I didn't have the privilege of spending the day with my Pop, but instead spent the day thinking about the leading role he's played in my life.


Our first father's day ... That pie looks DELICIOUS.

I remember when I was younger, I caught part of an Oprah episode about fathers. Something about this particular show must have hit me funny because it's odd that I remember it. The psychology was that fathers are like shadows, coming and going in an unpredictable way, hard to know, impossible to count on. Like a void, there is an empty space inside all of us and that empty space is reserved for the ghosts that are our fathers. 

I think the reason I've held onto this is because the idea left me feeling frightened, and dismayed, even at such a young age -- or maybe especially since I was young. I never felt that way about my dad, and it was traumatic that so many kids could feel this way. There these kids were, just a mess on Oprah's couch, about the empty spot where a father should be. 

At first I might have found this scary - as in, should I be worried my dad is going to leave a big black question mark space like these kids' have? 

Pretty sure I quickly realized this wouldn't be the case for me, but I think that moment turned my dear dad's presence into a tangible thing. His existence in my house transfigured itself from a given, to a blessing. 

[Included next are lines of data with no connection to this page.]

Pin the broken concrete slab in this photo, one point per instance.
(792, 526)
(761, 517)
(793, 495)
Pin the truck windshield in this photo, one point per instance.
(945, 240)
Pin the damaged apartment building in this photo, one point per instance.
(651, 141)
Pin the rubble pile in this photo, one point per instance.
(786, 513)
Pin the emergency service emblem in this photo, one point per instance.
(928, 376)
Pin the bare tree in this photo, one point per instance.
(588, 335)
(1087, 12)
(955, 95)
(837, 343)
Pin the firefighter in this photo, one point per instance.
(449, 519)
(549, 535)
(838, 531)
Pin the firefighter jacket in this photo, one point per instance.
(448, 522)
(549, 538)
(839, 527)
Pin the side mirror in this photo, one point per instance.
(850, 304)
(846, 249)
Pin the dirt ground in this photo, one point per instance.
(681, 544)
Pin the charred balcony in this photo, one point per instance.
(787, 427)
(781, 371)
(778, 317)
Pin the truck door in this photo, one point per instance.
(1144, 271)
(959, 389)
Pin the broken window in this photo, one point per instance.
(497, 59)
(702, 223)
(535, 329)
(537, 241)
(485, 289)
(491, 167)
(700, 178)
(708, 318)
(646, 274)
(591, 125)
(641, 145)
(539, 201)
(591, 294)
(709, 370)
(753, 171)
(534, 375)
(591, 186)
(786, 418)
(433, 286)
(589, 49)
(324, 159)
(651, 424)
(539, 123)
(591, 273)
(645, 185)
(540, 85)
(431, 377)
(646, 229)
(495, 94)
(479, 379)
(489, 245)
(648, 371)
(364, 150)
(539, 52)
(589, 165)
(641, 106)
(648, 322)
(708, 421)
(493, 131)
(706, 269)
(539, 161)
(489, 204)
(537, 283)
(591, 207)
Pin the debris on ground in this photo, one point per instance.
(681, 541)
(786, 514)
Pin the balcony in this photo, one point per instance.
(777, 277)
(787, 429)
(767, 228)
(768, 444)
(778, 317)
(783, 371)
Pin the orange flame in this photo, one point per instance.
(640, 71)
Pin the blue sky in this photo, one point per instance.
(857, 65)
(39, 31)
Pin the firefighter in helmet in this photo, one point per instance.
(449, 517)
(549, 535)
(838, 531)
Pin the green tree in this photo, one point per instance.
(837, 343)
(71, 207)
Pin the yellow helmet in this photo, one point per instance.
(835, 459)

I wouldn't say I have the easiest daddy-o to know, as he stays a little mysterious, but one thing he has always made no bones about is his love for us kids. I sometimes like to selfishly believe he loved me best, when I hear stories of our first few years together. Being the oldest and his first little nugget, his only girl, it wasn't long before me and my bald head had Stevo wrapped around the finger. I find myself hoping that in the distant future (read: DISTANT), John & I have a little girl baby first for the very same reasons. 

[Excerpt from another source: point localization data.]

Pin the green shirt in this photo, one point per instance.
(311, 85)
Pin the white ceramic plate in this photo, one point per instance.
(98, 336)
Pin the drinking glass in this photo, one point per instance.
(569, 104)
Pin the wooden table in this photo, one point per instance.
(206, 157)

 I like hearing stories about those days, like his insistence on taking me absolutely everywhere, even errands like Home Depot. I like the fact that there are hours and hours of video my dad shot of my peanut self just lying on the carpet, as he narrated, "Stephaniee! Stephanieeeee! Hello Stephanieeee!!" (Literally, that's all it is.) 

No, my father has been no shadow in my life, and instead has filled me up with pieces of himself. 


Out of all of the gifts my dad has infused in me (Steely Dan & College Football also in the running), his sense of humor and overall perspective on life are morsels I appreciate the very most. Via brainwave osmosis, Stevo has managed to show me that laughing at life is the wisest approach 95% of the time. He steps back and sees the big picture, understanding and just knowing that the puzzle comes together on its own. 

"Just have a beer and go for a run." - My Dad.